The 85-year-old property gained a Johnston Marklee–designed addition in 2009.

The Sten-Frenke House by Richard Neutra has attracted the talents of numerous restoration experts over the years—from Biber Architects to the renowned firm of Marmol Radziner and designer Mark Haddawy. Most recently, the firm Johnston Marklee jumped on the opportunity to design an adjacent structure, one that harmoniously responds to Neutra's original work.

The original Neutra-designed structure was originally built in 1934 for Ukrainian film actress, Anna Sten, and her producer husband Dr. Eugene Frenke. The residence has since been through two subsequent renovations—first led by Biber Architects and later by the renowned firm Marmol Radziner in partnership with designer Mark Haddawy

The home, originally built in 1934, is among the early designs that helped to kickstart Neutra's career, winning him the House Beautiful award the year of its construction. Numerous owners over the years sought to preserve Neutra's vision, including the current owner: director, writer, and producer Marc Forster, who is behind such films as Monster's Ball, Quantum of Solace, and Stranger than Fiction

Most recently, the home's current owner also enlisted the firm Johnston Marklee to design a stand-alone office suite and guest quarters. The detached structure seeks to complement Neutra's design by emulating its smooth surfaces and distinct rounded section.

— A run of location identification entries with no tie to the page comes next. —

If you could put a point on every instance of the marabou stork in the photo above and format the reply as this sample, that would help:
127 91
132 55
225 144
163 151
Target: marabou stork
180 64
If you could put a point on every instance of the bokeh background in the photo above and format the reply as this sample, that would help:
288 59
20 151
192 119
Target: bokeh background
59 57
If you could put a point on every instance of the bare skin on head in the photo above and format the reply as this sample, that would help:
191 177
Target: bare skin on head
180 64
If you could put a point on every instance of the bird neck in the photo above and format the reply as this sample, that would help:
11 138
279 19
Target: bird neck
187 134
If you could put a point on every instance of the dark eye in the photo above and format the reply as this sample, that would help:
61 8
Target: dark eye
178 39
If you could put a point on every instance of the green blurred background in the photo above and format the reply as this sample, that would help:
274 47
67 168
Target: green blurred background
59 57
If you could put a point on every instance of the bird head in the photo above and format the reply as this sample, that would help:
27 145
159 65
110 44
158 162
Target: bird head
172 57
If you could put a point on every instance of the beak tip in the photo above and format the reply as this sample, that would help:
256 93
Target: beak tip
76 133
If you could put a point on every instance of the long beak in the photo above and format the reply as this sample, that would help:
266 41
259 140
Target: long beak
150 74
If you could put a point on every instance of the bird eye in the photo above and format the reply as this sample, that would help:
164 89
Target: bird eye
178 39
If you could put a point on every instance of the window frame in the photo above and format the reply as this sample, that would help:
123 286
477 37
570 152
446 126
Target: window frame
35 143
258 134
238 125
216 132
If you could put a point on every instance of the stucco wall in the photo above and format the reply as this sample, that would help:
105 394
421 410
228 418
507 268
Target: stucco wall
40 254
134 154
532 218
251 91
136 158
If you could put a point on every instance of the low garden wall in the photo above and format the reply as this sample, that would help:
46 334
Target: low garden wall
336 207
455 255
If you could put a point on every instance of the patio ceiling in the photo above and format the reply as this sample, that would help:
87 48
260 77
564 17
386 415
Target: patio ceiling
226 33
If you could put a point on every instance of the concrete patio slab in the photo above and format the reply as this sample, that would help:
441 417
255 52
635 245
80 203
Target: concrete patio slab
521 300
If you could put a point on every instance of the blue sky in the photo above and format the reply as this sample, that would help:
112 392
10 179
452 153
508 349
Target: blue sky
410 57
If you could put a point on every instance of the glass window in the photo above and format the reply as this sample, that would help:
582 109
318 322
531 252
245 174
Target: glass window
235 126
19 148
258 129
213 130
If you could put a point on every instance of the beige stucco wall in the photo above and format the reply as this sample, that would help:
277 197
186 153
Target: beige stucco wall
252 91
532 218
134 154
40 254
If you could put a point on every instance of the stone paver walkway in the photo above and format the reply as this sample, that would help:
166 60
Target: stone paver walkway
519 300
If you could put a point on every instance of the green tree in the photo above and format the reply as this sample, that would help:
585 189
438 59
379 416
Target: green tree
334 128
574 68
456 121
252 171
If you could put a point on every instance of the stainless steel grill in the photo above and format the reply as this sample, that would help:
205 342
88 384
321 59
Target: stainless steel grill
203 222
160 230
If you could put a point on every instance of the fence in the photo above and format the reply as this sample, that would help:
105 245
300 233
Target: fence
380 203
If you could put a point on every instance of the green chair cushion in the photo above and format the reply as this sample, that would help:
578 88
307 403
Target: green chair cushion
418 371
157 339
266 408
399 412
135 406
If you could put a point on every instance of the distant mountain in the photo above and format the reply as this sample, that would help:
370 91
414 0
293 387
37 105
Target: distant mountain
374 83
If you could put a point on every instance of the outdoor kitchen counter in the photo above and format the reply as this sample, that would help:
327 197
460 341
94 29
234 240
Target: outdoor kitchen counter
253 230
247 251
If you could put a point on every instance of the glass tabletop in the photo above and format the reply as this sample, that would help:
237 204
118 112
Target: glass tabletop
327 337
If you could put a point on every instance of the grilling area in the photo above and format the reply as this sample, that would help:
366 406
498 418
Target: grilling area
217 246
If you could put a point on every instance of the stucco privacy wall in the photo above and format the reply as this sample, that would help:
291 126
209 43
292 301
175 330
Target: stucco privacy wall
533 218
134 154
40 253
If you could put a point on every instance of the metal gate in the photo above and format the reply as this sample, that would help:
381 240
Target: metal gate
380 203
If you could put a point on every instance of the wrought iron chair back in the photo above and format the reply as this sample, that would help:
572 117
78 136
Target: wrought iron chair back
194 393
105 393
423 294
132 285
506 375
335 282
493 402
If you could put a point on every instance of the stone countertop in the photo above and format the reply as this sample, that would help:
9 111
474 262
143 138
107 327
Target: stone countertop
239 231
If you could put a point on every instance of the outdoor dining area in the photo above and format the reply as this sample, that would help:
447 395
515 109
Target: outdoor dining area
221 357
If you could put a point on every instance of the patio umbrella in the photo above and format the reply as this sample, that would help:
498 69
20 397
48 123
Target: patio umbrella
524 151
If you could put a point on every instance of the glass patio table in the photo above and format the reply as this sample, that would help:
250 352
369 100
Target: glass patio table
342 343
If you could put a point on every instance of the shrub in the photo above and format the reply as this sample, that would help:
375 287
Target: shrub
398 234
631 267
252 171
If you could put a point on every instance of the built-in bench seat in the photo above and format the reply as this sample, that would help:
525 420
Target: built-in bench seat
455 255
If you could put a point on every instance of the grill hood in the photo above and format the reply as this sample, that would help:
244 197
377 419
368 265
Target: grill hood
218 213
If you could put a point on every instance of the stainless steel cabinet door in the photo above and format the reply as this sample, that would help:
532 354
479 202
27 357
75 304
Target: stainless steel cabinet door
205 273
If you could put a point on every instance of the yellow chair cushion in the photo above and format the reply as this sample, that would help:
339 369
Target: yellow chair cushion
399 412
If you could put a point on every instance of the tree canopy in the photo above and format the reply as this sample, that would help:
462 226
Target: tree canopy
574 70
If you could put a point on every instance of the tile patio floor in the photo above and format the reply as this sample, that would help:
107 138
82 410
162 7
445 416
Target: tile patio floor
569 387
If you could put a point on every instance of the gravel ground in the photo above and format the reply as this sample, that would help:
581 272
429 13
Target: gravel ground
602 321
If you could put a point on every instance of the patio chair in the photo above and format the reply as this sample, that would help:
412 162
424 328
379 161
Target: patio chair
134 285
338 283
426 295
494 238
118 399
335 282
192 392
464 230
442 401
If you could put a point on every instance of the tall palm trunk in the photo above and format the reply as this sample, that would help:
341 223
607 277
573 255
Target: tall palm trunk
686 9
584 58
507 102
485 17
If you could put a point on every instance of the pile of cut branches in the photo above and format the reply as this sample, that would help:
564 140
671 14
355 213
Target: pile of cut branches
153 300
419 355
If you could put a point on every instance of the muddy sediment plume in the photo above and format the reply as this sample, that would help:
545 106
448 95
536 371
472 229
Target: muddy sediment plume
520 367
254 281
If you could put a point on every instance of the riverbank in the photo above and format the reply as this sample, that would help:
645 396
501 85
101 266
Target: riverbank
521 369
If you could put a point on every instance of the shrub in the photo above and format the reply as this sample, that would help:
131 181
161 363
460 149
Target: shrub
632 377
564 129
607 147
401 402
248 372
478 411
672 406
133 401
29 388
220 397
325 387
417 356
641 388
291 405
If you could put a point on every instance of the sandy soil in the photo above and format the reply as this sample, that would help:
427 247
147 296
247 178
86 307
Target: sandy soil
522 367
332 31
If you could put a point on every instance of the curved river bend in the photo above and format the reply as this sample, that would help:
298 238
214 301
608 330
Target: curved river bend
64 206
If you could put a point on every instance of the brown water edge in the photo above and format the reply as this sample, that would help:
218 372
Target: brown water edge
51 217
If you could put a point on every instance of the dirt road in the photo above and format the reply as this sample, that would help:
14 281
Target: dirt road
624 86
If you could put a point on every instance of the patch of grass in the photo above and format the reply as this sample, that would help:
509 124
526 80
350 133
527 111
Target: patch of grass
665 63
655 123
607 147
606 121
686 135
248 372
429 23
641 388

Forster, who purchased the property in 2009, turned to Johnston Marklee to design a detached guest house and office suite. Called the 'Ark House,' this two-bedroom abode mimics a distinct curved section on the main house, visually tying the two structures together. Since the Sten-Frenke House was built to occupy only one half of the double lot, Johnston Marklee also used the opportunity to balance the site by placing their new structure at the opposite corner of the lot.

The Ark House, located on the opposite side of the property's double lot, features a rounded facade along the front and rear. Steps lead down from a central patio in front of the Sten-Frenke House to the studio's entrance.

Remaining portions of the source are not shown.